One of my top book recommendations in recent years has been Imperium, Robert Harris’ thriller-like novel on the early career of Marcus Tullius Cicero. Now the second part of the trilogy, Lustrum, has appeared, and like most second parts of trilogies, is darker and more depressing than the first one.
It’s 63 BC and Cicero is on the eve of his consulship, when a particularly gruesome murder is brought to his attention that turns out to foreshadow even worse things to come. His term as a consul is troubled by the Catiline conspiracy, which he manages to uncover and put down at the last moment, but at a terrible personal and political cost. The execution of the conspirators will haunt him for years to come, while at the same time the vulture-like Caesar, together with powerful Pompey and rich Crassus, is preparing to disembowel the republic…

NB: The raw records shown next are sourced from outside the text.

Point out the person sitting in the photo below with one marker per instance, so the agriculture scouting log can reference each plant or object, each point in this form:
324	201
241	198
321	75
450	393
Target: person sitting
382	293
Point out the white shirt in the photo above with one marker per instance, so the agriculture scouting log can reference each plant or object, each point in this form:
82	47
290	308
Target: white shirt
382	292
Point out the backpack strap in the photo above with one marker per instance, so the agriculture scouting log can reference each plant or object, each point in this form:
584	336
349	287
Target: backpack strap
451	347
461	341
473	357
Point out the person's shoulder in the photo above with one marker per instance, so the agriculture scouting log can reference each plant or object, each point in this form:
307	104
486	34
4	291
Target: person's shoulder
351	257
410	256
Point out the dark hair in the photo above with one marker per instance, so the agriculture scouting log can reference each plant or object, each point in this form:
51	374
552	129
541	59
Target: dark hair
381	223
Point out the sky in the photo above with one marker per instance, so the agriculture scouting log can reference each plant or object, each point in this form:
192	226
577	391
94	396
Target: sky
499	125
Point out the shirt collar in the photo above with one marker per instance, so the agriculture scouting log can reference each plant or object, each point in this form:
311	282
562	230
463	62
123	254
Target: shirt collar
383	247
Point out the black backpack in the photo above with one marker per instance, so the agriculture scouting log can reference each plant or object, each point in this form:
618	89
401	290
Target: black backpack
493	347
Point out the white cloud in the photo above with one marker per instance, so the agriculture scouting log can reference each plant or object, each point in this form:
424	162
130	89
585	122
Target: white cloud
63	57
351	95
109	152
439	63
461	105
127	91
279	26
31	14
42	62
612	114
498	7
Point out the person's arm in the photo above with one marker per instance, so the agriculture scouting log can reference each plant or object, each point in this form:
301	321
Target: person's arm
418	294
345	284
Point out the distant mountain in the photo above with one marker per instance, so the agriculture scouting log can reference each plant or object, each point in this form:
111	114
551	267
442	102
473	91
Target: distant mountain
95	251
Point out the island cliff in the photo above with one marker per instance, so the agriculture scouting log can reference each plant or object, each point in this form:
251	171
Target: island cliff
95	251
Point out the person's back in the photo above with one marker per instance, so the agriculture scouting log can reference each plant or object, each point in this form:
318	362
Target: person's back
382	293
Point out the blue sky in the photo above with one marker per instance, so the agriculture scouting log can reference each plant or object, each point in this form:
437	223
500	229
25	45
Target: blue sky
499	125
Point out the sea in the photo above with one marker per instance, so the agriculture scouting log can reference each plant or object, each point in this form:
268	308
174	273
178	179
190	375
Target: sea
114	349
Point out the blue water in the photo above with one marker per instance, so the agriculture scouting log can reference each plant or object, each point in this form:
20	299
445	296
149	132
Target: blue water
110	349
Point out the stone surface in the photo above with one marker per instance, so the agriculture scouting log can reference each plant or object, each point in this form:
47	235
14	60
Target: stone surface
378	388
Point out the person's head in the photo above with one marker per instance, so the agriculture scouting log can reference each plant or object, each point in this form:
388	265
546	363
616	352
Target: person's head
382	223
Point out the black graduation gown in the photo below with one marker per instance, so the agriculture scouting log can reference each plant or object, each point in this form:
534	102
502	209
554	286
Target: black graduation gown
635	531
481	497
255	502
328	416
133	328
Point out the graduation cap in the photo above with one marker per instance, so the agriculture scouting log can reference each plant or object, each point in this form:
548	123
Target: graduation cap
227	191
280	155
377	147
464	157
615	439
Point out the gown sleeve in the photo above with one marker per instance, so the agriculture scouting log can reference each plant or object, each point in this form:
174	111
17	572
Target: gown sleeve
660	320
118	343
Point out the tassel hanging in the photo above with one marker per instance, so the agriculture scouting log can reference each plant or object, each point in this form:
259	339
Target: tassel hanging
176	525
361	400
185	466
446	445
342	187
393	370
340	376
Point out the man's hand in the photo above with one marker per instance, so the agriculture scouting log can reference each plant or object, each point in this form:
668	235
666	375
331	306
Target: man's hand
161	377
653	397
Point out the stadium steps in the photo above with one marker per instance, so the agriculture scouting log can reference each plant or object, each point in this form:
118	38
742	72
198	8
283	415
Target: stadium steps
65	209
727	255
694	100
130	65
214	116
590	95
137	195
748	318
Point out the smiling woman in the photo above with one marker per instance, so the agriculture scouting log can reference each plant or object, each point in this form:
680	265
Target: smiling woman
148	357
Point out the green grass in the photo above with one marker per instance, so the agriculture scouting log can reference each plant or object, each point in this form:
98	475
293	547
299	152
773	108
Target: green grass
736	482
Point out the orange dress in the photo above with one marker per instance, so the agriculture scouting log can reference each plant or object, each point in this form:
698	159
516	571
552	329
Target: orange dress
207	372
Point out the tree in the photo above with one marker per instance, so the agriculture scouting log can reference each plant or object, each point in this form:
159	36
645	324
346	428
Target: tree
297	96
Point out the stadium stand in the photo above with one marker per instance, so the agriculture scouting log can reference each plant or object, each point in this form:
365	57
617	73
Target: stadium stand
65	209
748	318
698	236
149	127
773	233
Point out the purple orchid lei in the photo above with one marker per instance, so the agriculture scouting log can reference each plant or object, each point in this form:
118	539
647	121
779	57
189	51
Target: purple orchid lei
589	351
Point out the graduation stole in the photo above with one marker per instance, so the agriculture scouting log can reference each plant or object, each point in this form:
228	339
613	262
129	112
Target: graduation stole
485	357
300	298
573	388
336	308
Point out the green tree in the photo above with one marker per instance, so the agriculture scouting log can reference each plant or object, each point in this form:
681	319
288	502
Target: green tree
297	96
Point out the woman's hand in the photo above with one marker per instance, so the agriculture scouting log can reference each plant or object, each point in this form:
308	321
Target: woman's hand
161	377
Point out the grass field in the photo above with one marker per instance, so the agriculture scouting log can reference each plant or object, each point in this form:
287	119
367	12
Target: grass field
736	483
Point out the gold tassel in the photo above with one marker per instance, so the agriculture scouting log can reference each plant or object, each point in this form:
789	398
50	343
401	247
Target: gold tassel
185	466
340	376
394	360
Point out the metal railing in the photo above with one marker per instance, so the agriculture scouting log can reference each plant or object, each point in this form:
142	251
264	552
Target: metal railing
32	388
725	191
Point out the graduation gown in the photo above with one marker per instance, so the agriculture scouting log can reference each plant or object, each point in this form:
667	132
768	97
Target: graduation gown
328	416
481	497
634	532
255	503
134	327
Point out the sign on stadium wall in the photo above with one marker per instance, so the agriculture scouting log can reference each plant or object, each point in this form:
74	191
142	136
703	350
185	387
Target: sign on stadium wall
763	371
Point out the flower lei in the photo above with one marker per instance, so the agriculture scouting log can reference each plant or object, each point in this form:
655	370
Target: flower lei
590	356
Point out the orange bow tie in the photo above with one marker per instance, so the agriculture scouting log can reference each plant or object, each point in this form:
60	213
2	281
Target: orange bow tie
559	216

As expected, Harris turns the well-known story into a ripping yarn, and the historical protagonists such as grim and grimy Cato, lascivious Clodia and the truly blood-curdling Caesar are very memorable. I also really liked how Harris constructs a plausible motivation for Cicero’s descent into corruption and self-aggrandizement. However, this book wasn’t quite as much a page-turner as the first one, but I don’t think the blame can really be laid at Harris’ feet: at this point in history, I found it very hard to care for the fate of the Roman republic, which comes across as a thoroughly corrupt system designed merely to make a ruling elite rich and stripped of all that had initially been sensible about it. I mean, I am all in favour of republics and so on, but this one just seemed to have run its course.
As everyone knows, much worse is yet to come and Cicero is going to meet a sticky end. Which is why I am very much looking forward to book three!